На следующем Собрании, — едва успели мертвых похоронить и пленных отдать в Ортиджу за выкуп, — Гераклид предложил, чтобы Дион был провозглашен Верховным Главнокомандующим с неограниченной властью. Это был прежний титул Архонтов. Дион не стал ни отказываться, ни соглашаться, а оставил это народу. Дворянство и средние горожане были за; а простолюдины, среди которых болтались друзья Гераклида, стали превозносить его широту души и снова избрали его адмиралом, с тем же статусом.

Я репетировал «Персов»; но услышав эту новость на агоре в Леонтинах тотчас понёс ее Рупилиусу.

— О, Юпитер гремящий!.. — простонал он. — Этот парень даже зерновоз через проливы провести не может… Дион их остановил?

— А как? Он же торжественно простил Гераклида, при всех; а неограниченную власть он вообще не признаёт. Начни он возражать, — выглядел бы подозрительно со всех сторон.

— И Гераклид это знал. Нельзя было оставлять его в живых.

— Дион мне сказал однажды «Государство — это совокупность граждан. Если все они откажутся от собственной добродетели, то как смогут они построить общественное благо?» Конечно, это верно.

— Да? Ну и что?

Он потянулся за палкой; я ее вложил ему в руку.

— Не знаю, — говорю. — Даже Платон вернулся домой, еще раз подумать.

— Платон!.. Ты при мне его имя не называй лучше…

И вежливо отвернулся, чтобы сплюнуть по другую сторону ложа.

А на следующем Собрании Гераклид снова выступил с разделом земли. Напомнил людям, что однажды это предложение уже было принято; что было после, — об этом говорить не стал. Большинство голосов было за.

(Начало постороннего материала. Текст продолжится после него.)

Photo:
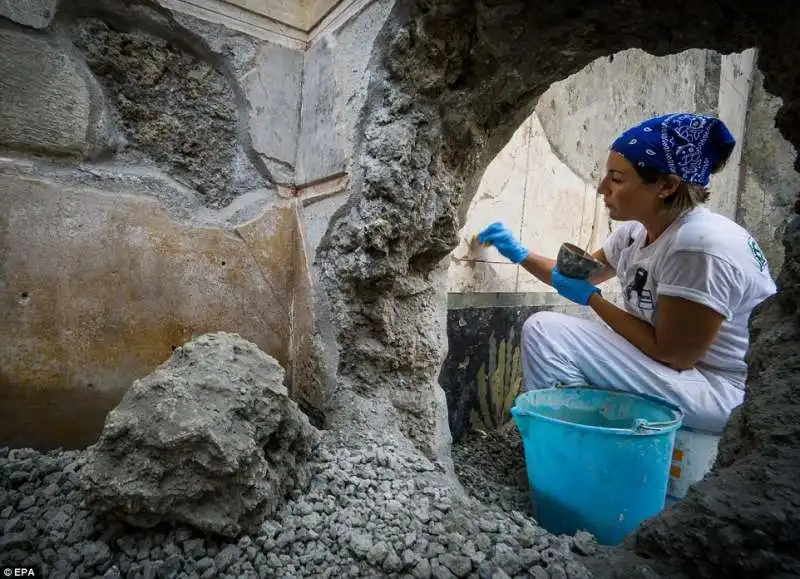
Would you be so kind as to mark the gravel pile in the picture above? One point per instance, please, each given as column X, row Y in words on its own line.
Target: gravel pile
column 370, row 511
column 491, row 467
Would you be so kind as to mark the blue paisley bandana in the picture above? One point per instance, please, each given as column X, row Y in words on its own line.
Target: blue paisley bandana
column 681, row 144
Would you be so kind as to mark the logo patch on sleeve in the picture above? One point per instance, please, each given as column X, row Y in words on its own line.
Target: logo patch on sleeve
column 758, row 255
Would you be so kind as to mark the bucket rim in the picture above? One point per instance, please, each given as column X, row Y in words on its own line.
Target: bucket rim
column 639, row 428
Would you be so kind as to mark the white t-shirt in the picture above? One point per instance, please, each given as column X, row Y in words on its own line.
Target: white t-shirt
column 703, row 257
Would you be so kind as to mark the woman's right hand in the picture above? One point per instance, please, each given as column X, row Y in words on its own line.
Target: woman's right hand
column 500, row 236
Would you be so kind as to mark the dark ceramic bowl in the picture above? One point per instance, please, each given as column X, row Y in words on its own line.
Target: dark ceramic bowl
column 574, row 262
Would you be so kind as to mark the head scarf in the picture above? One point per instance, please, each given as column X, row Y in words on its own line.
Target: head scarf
column 680, row 144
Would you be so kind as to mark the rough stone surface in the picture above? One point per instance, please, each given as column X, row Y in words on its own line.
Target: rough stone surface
column 128, row 282
column 176, row 108
column 31, row 13
column 575, row 262
column 769, row 183
column 46, row 97
column 210, row 438
column 451, row 81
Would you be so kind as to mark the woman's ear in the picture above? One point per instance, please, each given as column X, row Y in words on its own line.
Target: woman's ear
column 668, row 185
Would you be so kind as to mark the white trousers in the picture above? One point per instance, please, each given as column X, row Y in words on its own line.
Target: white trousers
column 557, row 348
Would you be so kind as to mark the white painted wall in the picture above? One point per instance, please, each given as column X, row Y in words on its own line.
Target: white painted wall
column 543, row 183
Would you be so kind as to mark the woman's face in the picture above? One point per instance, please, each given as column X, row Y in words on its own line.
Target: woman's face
column 626, row 195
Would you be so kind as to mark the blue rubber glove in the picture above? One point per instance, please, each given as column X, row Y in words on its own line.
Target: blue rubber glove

Возражали только землевладельцы; и крупные и мелкие; а на них лежало бремя войны, поскольку именно они имели военную подготовку. Дион, не тратя слов на официальные речи, просто запретил это дело; на правах Командующего сухопутными силами. Народ расходился с ворчанием, — бедняки всегда и везде ворчат, — а люди Гераклида разносили: «Тирания!»

Вскоре после того я поставил «Персов», разделив главные роли с Менекратом. Он сказал, что если не будет работать с ума сойдет. Он до того рвался домой из Италии… По счастью, вернулся так поздно, что уже не увидел тела своих. Я расплатился с человеком, которого собирался занять в пьесе; тот конечно не обрадовался, но понял. Уж такую мелочь для давнего друга хоть кто обязан. Я играл Вестника и Духа; Менекрат царицу Атоссу и Ксеркса. Получилось плохо. Я и не настроен был, и вообще не в форме; хор с бору по сосенке; а Менекрат — хотя, мне кажется, он и рассудок сохранил только потому, что смог выговорить своё отчаяние в той повести о древних бедах, — выступил слабо. Так всегда бывает если актер работает только на эмоциях, забывая о школе. Однако, как всегда в такие времена, зрители решили, что раз уж он чувствует, что показывает, он и должен быть вот таким; и пьесу приняли на ура. К концу он был весь в слезах, — неважно, там и действие к этому подводит, — но после того снова смог и есть, и спать.